This shows all the columns in the table as an object. My best attempt to extract the values has been:

for result in results:
    print(result.__dict__)

Output:

{'_sa_instance_state': <sqlalchemy.orm.state.InstanceState object at 0x00000232E0A91730>, 'id': 1.0}
{'_sa_instance_state': <sqlalchemy.orm.state.InstanceState object at 0x00000232E0A90E90>, 'id': 2.0} ... and so on

Not only I do not get the values but it does not print the columns, only the ID I defined in the class. I thought that when I did the automap_base it would transfer automatically. When I do define them they do appear, like this:

class Calculations(Base):
    __tablename__ = "Calculations"
    id = Column("Trade ID", Integer, primary_key=True)
    Amount = Column("Amount", Integer)
    Yield = Column("Yield", Integer)

Output:

{'_sa_instance_state': <sqlalchemy.orm.state.InstanceState object at 0x000001BFD2092090>, 'Amount': 34303.0, 'Yield': 0.01141, 'id': 1.0}
{'_sa_instance_state': <sqlalchemy.orm.state.InstanceState object at 0x000001BFD2091010>, 'Amount': 10000.0, 'Yield': 0.01214, 'id': 2.0}
{'_sa_instance_state': <sqlalchemy.orm.state.InstanceState object at 0x000001BFD2090FB0>, 'Amount': 43515.0, 'Yield': 0.01206, 'id': 3.0}
... and so on

What I would like to ultimately do is something like this as suggested in SQLAlchemy ORM conversion to pandas DataFrame:

df = pd.read_sql_query(sql=session.query(Calculation).all(), con=connection.engine)

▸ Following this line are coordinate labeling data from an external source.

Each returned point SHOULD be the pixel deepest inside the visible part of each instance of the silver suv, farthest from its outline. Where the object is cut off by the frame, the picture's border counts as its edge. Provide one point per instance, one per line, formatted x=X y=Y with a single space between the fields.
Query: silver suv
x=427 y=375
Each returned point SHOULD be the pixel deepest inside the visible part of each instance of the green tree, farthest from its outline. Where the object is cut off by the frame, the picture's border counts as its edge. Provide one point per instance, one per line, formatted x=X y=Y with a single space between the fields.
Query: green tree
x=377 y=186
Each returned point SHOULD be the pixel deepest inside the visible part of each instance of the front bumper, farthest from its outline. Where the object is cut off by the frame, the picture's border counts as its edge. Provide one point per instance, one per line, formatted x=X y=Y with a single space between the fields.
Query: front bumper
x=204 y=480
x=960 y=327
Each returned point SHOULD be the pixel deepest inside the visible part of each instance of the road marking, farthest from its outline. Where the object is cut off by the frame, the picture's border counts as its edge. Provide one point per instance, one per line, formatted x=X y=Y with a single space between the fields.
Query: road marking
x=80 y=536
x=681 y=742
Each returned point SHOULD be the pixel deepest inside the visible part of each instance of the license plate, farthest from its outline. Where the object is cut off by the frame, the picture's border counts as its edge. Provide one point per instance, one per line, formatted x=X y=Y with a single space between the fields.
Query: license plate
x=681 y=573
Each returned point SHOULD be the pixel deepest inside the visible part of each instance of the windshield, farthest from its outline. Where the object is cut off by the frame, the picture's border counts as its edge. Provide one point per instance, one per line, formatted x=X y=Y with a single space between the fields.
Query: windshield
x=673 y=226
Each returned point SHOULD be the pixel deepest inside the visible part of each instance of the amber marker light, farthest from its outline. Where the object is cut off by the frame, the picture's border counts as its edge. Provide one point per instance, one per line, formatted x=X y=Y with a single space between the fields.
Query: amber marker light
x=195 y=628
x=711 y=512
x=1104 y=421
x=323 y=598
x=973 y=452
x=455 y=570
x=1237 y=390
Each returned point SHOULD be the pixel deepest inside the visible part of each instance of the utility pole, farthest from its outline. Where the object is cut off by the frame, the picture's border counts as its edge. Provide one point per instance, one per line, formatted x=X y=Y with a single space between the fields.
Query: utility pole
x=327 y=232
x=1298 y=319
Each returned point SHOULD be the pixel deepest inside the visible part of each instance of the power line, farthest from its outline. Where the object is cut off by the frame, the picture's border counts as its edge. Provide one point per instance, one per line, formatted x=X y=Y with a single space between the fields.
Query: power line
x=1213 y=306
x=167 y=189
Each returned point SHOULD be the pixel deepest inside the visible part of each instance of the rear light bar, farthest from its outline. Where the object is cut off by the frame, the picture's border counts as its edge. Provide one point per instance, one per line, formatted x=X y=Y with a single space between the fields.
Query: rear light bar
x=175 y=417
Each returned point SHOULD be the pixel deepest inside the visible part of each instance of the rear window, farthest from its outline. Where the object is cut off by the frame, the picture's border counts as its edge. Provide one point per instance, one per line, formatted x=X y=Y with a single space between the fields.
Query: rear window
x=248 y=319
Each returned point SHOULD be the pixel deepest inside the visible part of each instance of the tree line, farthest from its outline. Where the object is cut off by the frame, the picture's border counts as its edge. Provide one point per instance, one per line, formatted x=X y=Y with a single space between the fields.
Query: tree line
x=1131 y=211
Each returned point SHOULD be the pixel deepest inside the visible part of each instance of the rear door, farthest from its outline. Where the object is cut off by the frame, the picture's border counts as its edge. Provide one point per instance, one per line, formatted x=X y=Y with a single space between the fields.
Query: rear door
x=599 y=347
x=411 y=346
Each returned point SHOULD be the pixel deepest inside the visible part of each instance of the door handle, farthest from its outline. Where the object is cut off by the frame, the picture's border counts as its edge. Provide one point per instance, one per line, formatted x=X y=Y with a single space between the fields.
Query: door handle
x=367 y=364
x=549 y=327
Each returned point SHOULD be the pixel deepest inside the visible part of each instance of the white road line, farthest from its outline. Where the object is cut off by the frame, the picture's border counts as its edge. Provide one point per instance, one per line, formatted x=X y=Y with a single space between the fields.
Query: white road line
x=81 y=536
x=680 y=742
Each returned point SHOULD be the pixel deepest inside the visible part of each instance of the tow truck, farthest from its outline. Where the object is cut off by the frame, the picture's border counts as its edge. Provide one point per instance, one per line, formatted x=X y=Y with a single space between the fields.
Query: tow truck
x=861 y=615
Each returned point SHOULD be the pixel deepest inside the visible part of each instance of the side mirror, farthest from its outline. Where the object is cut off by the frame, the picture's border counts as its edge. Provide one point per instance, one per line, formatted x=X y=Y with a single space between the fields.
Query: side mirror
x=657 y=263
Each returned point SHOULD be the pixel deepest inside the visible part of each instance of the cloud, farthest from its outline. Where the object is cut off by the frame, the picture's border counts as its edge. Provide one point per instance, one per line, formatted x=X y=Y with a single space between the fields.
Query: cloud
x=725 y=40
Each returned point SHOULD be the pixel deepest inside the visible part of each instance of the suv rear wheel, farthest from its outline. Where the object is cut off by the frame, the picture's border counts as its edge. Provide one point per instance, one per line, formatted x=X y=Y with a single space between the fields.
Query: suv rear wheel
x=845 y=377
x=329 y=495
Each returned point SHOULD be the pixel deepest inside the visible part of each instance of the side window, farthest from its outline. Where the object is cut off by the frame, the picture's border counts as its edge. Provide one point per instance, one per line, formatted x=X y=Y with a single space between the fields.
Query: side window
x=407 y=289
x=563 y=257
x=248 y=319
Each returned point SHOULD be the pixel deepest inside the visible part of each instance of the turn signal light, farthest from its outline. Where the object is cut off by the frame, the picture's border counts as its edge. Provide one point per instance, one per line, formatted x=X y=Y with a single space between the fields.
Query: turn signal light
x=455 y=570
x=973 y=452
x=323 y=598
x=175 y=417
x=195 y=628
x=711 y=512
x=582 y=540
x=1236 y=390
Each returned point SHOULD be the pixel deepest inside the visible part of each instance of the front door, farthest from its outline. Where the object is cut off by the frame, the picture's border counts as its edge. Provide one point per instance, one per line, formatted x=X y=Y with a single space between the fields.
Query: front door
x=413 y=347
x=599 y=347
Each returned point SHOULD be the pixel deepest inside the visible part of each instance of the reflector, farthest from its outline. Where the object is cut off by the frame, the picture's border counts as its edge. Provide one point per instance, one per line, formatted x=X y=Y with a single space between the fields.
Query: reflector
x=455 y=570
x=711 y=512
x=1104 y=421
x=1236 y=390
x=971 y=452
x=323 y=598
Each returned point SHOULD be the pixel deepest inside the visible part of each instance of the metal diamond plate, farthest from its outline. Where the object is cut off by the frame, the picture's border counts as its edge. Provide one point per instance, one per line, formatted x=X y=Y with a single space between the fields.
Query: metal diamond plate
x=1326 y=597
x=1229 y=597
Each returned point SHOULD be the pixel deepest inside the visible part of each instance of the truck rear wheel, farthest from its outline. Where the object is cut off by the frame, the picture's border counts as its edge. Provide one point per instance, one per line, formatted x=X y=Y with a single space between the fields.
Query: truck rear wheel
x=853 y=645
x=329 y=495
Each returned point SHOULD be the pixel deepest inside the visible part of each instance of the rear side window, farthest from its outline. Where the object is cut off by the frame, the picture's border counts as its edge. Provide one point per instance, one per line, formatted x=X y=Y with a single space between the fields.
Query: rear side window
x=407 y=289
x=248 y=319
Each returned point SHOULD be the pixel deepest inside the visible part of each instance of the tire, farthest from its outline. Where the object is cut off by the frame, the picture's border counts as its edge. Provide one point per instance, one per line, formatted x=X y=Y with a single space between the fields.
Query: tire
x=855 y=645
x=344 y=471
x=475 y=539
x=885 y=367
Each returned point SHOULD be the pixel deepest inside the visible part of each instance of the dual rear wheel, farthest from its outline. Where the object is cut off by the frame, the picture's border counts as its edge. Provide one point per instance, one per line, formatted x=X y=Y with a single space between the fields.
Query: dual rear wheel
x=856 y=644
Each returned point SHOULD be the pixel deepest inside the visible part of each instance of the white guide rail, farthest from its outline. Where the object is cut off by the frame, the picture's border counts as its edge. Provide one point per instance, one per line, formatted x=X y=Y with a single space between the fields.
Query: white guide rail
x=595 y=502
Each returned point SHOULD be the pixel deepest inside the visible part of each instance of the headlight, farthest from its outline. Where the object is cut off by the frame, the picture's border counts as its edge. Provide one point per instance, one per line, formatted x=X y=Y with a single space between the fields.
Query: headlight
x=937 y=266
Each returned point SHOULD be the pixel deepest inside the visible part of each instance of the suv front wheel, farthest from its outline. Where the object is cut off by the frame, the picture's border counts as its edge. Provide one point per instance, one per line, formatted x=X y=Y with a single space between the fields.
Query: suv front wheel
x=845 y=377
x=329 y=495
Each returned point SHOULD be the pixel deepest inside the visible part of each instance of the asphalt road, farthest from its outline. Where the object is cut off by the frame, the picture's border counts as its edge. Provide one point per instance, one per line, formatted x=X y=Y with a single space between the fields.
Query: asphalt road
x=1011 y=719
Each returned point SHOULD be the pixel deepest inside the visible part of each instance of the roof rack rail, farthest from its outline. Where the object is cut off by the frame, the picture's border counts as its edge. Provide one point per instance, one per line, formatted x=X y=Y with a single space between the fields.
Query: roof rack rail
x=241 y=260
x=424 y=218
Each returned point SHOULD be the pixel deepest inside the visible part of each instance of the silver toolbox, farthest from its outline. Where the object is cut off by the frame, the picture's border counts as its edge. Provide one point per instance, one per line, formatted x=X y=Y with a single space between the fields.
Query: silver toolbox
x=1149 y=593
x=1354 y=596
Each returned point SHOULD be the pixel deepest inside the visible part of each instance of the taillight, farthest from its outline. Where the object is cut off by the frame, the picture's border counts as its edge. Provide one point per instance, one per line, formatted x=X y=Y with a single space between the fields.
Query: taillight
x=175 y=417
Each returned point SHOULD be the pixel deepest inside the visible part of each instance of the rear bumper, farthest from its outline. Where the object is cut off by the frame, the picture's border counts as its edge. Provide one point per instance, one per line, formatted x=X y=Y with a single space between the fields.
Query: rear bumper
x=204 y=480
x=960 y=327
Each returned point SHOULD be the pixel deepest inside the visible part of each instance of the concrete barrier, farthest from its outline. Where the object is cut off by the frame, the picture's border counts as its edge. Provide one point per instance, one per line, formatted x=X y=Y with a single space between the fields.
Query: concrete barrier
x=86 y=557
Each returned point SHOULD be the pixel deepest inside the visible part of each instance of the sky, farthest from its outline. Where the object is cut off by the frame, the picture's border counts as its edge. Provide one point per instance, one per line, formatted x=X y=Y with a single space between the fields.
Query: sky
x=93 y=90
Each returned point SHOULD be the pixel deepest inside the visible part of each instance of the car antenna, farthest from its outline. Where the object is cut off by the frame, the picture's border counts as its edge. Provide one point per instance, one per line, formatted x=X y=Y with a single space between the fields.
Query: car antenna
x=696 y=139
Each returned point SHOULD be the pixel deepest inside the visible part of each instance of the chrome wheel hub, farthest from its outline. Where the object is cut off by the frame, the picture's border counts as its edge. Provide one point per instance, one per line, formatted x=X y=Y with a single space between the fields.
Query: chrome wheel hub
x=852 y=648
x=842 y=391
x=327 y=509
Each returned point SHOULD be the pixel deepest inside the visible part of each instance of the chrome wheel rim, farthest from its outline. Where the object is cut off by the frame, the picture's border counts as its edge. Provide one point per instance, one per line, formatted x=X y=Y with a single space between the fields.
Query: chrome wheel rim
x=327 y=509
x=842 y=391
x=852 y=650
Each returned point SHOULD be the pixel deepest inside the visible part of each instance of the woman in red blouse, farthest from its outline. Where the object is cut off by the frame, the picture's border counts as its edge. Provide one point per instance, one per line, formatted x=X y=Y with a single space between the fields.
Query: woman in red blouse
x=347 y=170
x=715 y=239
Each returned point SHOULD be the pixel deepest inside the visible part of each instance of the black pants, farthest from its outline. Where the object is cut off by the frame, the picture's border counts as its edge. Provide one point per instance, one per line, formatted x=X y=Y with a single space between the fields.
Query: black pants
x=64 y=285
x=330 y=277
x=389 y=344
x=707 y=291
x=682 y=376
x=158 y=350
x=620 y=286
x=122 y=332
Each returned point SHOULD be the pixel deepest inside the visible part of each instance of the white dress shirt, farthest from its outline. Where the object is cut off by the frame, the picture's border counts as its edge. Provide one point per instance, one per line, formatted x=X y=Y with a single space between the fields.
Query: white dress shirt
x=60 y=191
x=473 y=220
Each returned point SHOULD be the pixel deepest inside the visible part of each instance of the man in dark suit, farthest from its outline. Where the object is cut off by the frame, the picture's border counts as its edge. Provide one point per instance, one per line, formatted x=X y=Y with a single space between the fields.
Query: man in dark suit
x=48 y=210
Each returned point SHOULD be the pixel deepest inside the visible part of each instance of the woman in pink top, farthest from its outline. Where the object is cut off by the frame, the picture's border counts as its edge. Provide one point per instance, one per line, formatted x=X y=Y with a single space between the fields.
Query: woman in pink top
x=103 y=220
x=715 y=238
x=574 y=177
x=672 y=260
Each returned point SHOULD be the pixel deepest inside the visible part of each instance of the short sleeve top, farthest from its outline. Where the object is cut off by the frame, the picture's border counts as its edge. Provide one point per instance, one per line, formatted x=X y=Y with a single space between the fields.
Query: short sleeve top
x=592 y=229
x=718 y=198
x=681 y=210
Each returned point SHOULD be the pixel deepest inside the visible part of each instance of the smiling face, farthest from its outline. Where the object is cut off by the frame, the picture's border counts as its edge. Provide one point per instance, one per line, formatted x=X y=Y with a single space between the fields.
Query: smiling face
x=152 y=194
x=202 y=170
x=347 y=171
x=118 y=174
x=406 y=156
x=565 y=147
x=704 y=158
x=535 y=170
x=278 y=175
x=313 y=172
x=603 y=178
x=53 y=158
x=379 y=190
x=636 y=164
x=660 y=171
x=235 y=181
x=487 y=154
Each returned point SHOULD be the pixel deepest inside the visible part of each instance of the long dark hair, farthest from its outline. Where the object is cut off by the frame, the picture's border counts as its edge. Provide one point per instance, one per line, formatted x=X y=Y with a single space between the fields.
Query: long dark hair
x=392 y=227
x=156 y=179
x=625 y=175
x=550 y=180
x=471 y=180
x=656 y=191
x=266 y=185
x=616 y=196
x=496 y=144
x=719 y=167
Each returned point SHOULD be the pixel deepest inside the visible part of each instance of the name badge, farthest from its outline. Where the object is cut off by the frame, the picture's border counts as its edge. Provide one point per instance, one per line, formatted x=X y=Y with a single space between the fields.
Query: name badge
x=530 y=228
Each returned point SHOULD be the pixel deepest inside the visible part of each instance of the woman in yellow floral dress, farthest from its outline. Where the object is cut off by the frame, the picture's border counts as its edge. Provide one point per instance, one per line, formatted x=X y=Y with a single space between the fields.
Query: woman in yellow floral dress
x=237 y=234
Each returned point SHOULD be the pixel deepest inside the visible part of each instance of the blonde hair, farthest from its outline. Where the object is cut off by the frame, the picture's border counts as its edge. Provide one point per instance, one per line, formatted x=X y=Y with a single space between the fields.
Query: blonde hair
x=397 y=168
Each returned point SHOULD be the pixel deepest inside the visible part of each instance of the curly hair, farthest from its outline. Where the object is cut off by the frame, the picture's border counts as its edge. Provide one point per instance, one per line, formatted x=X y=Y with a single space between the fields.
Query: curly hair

But I get the following error:

 raise exc.ObjectNotExecutableError(statement) from err
sqlalchemy.exc.ObjectNotExecutableError: Not an executable object: [<__main__.CALC_TFSB_INVESTMENTS object at 0x000001FF42966E50>, ... an so on

I have also tried:

df = pd.read_sql_query(sql=select(Calculations), con=connection.engine)
print(df.head())

How can I load the DataFrame? How can I automate the schema detection, I suppose using automap_base? How can I improve my code, are there other things I can add, perhaps dunder fields to make things better?


Solution

  • The answer is

    df = pd.read_sql_query(sql=select(Calculations), con=connection.engine)
    print(df.head())
    

    This does the trick

    Corralien's answer is much more detailed.